"If you can't explain something simply, you don't know enough about it." [Albert Einstein]
Plainly and simply, at least as far as past and present gurus, yogis, free mystics and enlightened beings of India such as the Buddha, Mahavira, Rama, Krishna, Saint Kabir, Guru Nanak, Vivekananda and Gandhi are concerned, the quest for The Ultimate Truth, or God, is futile without a vegetarian lifestyle. That's how these great but humble people lived in the East.
In the Christian tradition, as well, Saint Matthew and Saint John (who are historical narrators of The Gospels) were, not without a reason, vegetarians. So, also, were Saint Martín de Porres, Saint Richard, Saint John de Brito, Saint Angela de Merici, Saint Francis of Paola, Saint Hilarion, Saint John Chrysostom, Saint Catherine of Siena, and Saint Francis of Assisi. One might ask, would they have been the pure vegetarians they were, if they believed Christianity allowed the killing of innocent animals simply to cater to their taste buds? Some modern-day scholars contend that Jesus himself belonged to the Essenes, a sect that shunned non-vegetarian food.

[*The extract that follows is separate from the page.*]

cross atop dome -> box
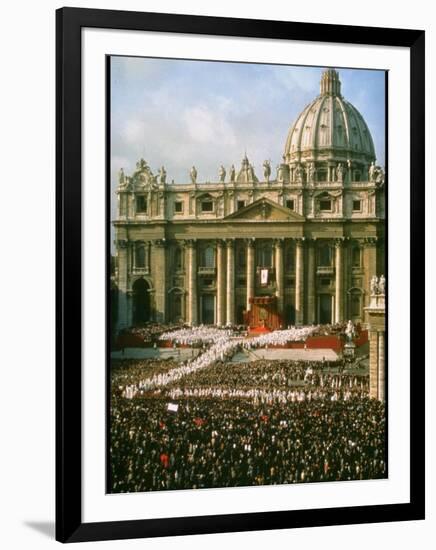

Why did Sufi Saints, such as Rabia Basri, Ibn Arabi, Al Ghazali, Nizamudin Aulia, Moinyundin Chisti, Bawa Muhaiyaddeen, and other such gentle souls from meat-eating Islamic backgrounds, live a humble, vegetarian life in their quest for God? For what reason are Jewish spiritualists like Rabbi David Cohen, Rabbi She'ar Y Cohen, and Nobel Laureate Shmuel Yosef Afgnon vegetarians? How many of us know that Martin Luther, the German Church reformer and founder of Protestantism, was a vegetarian?
And what is it that made Confucius a vegetarian?
Perhaps the words of the Buddha offer a clue to the connection between spirituality and vegetarianism:
"'Why is it that the Thus Come One does not allow eating meat?' The Buddha replied, 'It is because meat-eating cuts off the seeds of great compassion.'" [Cherishing Life, II, 5]
It is no secret that ancient yogis, as also modern day scientists, uphold the idea that all existence is One Indivisible Reality. Mystics arrive at this conclusion by a route similar to, but more circuitous, than the one followed by the scientific fraternity. Their search is within, while the scientists' is in the external world. For the spiritualist, the search for The End Reality, or God, is deeply personal; for the scientist, it is integrally impersonal. Yet, somehow, modern-day science and ancient mystic traditions have arrived at the same conclusion. It is that this world, as perceived from its deepest ground, is but one inseparable whole in The Ultimate Reality. Quantum Physics and Enlightened Mystics agree on this point.
The Sacredness of All Life
Scientists may view the oneness in nature as an insentient phenomenon. Spiritualists, however, see it as One Life that is sentient and alive in all phenomena. Where scientists see all life as some molecular nothing, spiritualists view everything as awash with life. A further difference, moreover, is that, while scientists have only now started seeing the oneness and unity of everything that is, free mystics have seen it since the beginning of time. At least, this is true of Indian yogis.
The Bhagavad Gita [13.27-28] tells us:
"He who sees that the Lord of All is ever the same in all that is-- immortal in the field of mortality--he sees the truth. And when a man sees that the God in himself is the same God in all that is, he hurts not himself by hurting others. Then he goes, indeed, to the highest path."
Somewhere in the depth of their mind and soul, great thinkers know the truthfulness and sagacity of this basic, fundamental and primordial spiritual and mystic concept. From Socrates to Plato, Hesiod to Horace, Pythagoras to Leonardo da Vinci, Voltaire to Vincent Van Gogh, Plutarch to Plotinus, Virgil to William Blake, Leo Tolstoy to George Bernard Shaw, Milton to Shelly, Abraham Lincoln to Nobel Laureate Poet Rabindranath Tagore: all these high and mighty creators, remaining humble in their humanity, both postulated and followed a vegetarian diet for a healthy, wealthy, and wise life.
"What is virtuous conduct? It is never destroying life, for killing leads to every other sin." [Thirukural, 2-3 B.C.]
millions follow such a diktat. At the same time, of course, many millions in the world, including Indians, do not. Most adherents of
the Abrahamic faiths, Christianity, Judaism and Islam, find it sanctioned by tradition, acceptable to conscience, and, in some cases, even an act of holy sacrifice, to mercilessly butcher and eat anything that dares to move--except, of course, for a pig here or a crow
there. In Korea and China, dogs--beloved pets in much of the world--are considered a delicacy to be
skinned alive, salivated over, and savored.
It is interesting to note that a
number of renowned scientists have been vegetarians. They include Isaac
Newton, Charles Darwin, Benjamin Franklin, and Nikola Tesla.